El reto de la vida ha finalizado para ella, como lo hará para todos nosotros.

Desde que falleció mi abuelo su declive fue acrecentándose. Nunca superó ese duelo, y nadie se lo podemos reprochar.

Una vida longeva y quiero pensar que tranquila, al menos en su mayor parte.

Por caprichos del destino nuestra relación nunca fue la más predilecta. Cuando yo fui pequeño y después adolescente, ella formaba parte del séquito de adultos que controlaban y juzgaban todos mis movimientos, pero no como cualquier adulto cuida y vigila a cualquier niño, sino de maneras que aún a día de hoy considero enormemente enfermizas.

Mi madre había sido una joven rebelde y cabra loca, mi padre un hombre independiente y orgulloso. Desconozco qué más había detrás de todo aquello pero ha quedado claro que ninguno tenía cualidades favorables para la reputación intrafamiliar. Y me crearon a mí, con cualidades combinadas de ambos (rebelde, orgulloso e independiente) pero además, demasiado listo para mi corta edad; mi temprana crucifixión no se hizo esperar.

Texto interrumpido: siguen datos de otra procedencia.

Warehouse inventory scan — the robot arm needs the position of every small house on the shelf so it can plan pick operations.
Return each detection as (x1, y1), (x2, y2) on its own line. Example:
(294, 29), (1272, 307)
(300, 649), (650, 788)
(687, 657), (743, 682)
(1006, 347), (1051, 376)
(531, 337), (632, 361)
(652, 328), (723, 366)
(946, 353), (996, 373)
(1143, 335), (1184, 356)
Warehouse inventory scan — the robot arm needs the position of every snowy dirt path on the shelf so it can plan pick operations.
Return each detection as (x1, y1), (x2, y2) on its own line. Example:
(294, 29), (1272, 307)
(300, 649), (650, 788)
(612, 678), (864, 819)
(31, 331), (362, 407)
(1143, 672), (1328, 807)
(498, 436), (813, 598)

Una vez mi madre me contó que ella, su madre, se arrepentía de haber tenido hijos y que si pudiese volver atrás no los hubiera tenido. Quizá eso explique muchas cosas, como que sufrió mucho para tratar de educar a su progenie, o tal vez que no era completamente dueña de sus propias decisiones, supeditada siempre, más en aquella época, al qué dirán y a los deseos y voluntades del esposo.

Hace 6 años, aproximadamente, mi abuela vivió unos meses conmigo y mi madre en el piso de esta última, y yo me ofrecí para estar pendiente de ella cuando mi madre no estuviera en casa, principalmente para ayudarla a caminar hasta el baño y también para darle lo que necesitase. Una vez, mientras caminábamos lentamente por el pasillo de vuelta al salón y me agarraba el brazo para sostenerse, me dijo:

Ay, yo que pensaba que tú no eras tan responsable, hijo, cómo me equivoqué...

Definitivamente esas no fueron las palabras exactas, porque no las recuerdo bien, pero esa era la idea.

La imagen que tenía ella de mí, y probablemente muchos otros, era la de un joven desapegado, irresponsable, demasiado independiente, que iba a su bola y que pasaba de todo. Y tampoco es que estuvieran equivocados. La cuestión es: ¿cómo no iba a pasar de todo, si la convivencia con ellos era un sufrimiento constante? Honestamente, la verdad es que no me daban ningún motivo para permanecer en un lugar en el que la cotidianeidad del día a día era tan desagradable.

Aquel día, con aquella frase, entendí dos cosas. Una: confirmé mi tesis de que ella no había sido del todo dueña de sus propias decisiones y de que realmente se dejó llevar por lo que otros decían y pensaban sobre mí. Y dos: asumí que aquel comentario llevaba intrínseca una disculpa.

Me hubiese gustado hablar alguna vez con ella, sobre algún tema profundo, sobre qué opinaba sobre las cosas, sobre mí, sobre el mundo. Quién era y cuál era su historia. Pero en cierto sentido nuestro destino en común ya estaba escrito desde antes siquiera de que yo naciera.

Hay cosas que nunca hubieran podido ser.